Ex-president’s novel explores college sports tensions

Thomas Ehrlich based latest book on run-ins with legendary Indiana basketball coach Bob Knight

八月 18, 2024
Basketball
Source: iStock/AlexImages

Of the 10,000 or so critical letters that Thomas Ehrlich received during the spring of 1988 while president of Indiana University, there is one that sticks in the memory of the east coast legal scholar’s memory.

“President Ehrlich, I’m 84 years old, I’m in a wheelchair, I live for Indiana basketball. You can take your goddamn bow ties and go back where you belong,” the letter read.

Professor Ehrlich, who had only been in the role a few months, had “crossed swords” with iconic Indiana basketball coach Bob Knight and local fans were showing where their allegiances lay, along with their thoughts on his fashion style.

The tension between academia and college sports is one that the Indiana president emeritus, himself now 90 years old, explores in his first novel, The Search: An Insider’s Novel about a University President.

While the pair later became friends, the character of Buddy Knowland in the novel is loosely based on the “extraordinarily charismatic” but controversial Mr Knight, who won three national championships with the Indiana Hoosiers, and coached Team USA to an Olympic gold medal in 1984.

Now an adjunct professor at the Stanford University School of Education, Professor Ehrlich told Times Higher Education that a lot has changed in college sport since 1988 – but “none of it good”.

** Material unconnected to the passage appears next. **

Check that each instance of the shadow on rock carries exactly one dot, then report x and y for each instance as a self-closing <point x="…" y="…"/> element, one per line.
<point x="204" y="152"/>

With “outsized” budgets of over $250 million (£194 million), football and basketball coaches of the biggest schools earning up to $13 million a year, and players now being paid and spending more time on airplanes than in classrooms, he said it was “scary” how the focus of some institutions has shifted away from academia.

The players have become gladiators and I think that has a very dangerous and corrosive effect on the academic enterprise of a university,” he added.

The former provost of the University of Pennsylvania and former dean of Stanford Law School said his run-ins with Mr Knight, who died last year, were “very unpleasant”, but otherwise he found that sport mostly enhanced his time as president of Indiana.

In particular, he enjoyed crafting “institutional architecture – the challenge of building a great university into an even greater one”, which sports can help to achieve.

“There really is the festival dimension – the sense of togetherness, particularly in public universities, where I couldn’t walk down a street in Indiana without seeing graduates,” he said.

“They wanted their university to succeed, they’re proud of it, and they also want their teams to win – as did I.”

Professor Ehrlich, who has authored, co-authored or edited 14 non-fiction books, said he hoped that people enjoy his first novel, and get a sense of what it really feels like to be a university president.

“I hope it enhances the worry and the reaction to this dangerous rush of money and the search for money in deeply troubling ways in intercollegiate sports,” he added.